EEK!

***

A Hard Man To Predict

Faye leads Anamaria and James through the streets of Port Royal, burning under the midday sun, and all the way up to the Turners' house. James begins to whine to be carried, so the two women take it in turns. Other than what is necessary, the two women do not speak.

Faye automatically goes to the servants' entrance, and rings the bell. After a moment or two, Susie opens the door. Faye watches as she registers the woman in a man's outfit with a small child on her hip and the younger woman with the battered case, the shortened dress, the bandanna and the boots. Recognition takes a fraction longer than it should have done, before Susie rushes forward and hugs Faye so tightly that Faye begins to worry about suffocation.

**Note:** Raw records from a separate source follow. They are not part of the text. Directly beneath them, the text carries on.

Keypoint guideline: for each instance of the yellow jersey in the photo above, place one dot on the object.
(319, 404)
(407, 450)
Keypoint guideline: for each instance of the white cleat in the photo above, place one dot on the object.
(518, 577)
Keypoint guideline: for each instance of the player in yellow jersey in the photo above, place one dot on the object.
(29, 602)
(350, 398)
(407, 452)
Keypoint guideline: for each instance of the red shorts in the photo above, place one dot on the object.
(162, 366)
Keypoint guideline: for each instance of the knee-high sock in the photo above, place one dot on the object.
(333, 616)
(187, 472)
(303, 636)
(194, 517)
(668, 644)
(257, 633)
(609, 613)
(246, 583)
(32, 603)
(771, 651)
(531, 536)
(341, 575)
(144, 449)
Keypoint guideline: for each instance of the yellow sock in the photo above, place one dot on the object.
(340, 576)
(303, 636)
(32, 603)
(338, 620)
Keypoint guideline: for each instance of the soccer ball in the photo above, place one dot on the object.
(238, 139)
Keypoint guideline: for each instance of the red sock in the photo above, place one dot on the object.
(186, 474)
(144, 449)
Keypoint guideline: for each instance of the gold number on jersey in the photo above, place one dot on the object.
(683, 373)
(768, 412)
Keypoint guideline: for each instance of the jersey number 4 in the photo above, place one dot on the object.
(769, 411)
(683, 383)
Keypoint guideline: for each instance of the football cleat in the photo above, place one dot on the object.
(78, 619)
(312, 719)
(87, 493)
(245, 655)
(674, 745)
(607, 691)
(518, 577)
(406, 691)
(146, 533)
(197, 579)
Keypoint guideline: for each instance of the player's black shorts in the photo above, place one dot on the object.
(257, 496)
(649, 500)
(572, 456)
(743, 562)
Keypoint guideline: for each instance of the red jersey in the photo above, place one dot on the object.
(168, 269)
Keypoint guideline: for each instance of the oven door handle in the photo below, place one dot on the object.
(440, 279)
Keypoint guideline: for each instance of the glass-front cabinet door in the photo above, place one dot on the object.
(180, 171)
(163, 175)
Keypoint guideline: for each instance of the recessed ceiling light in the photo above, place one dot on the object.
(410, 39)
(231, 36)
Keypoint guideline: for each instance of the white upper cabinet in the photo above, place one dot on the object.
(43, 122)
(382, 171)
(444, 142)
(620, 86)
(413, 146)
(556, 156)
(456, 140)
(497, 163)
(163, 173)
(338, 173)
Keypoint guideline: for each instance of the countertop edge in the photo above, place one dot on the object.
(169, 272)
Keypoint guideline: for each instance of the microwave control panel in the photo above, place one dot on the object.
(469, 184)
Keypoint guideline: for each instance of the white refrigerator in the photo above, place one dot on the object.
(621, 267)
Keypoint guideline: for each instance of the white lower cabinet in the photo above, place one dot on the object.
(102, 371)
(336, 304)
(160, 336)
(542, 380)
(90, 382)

She drops her case and returns the hug warmly, unable to make out the words under Susie's tear-stained babble.

'Susie, please, can we come in?'

Susie steps back, still chattering, and takes them through to the kitchen.

'Oh, Faye, we were so worried about you just disappearing like that, and when the master came back from his search all fevered and said that you an that apprentice of his had gone off with Jack Sparrow I was almost beside myself, I thought I'd never see you again and...'

Susie tails off, looking at Anamaria and James. James is half asleep now, and Anamaria seems very awkward.

'Who's your friend? And who is this little boy?' Susie asks, unable to contain the smile at the sight of a sleeping child despite her suspicions of the stranger.

'This is Anamaria. Please could you see if one of the Turners could come down because there are some things that need to be discussed.'

She blinks at the new calm authority with which her niece speaks, but goes anyway, thinking that Faye needs to be allowed some license after what she's gone through.

'What needs to be discussed?' Anamaria asks Faye in Susie's temporary absence.

'Your stay and your job. I won't have my brother out on the streets, and I won't have you suffering for your choice. You're family.'

For the first time, Anamaria smiles broadly at Faye, and the smile is returned wholeheartedly.

In the end, both Stannard and the master and lady of the house rush down to their kitchen, and greet Faye with a relief so sincere Faye can hardly believe that she was so missed.

Anamaria is greeted with all the joy of an old friend, and in true style, James barely stirs from his doze. As the welcome subsides into the need for answers, Faye takes it upon herself to stop all awkward questions.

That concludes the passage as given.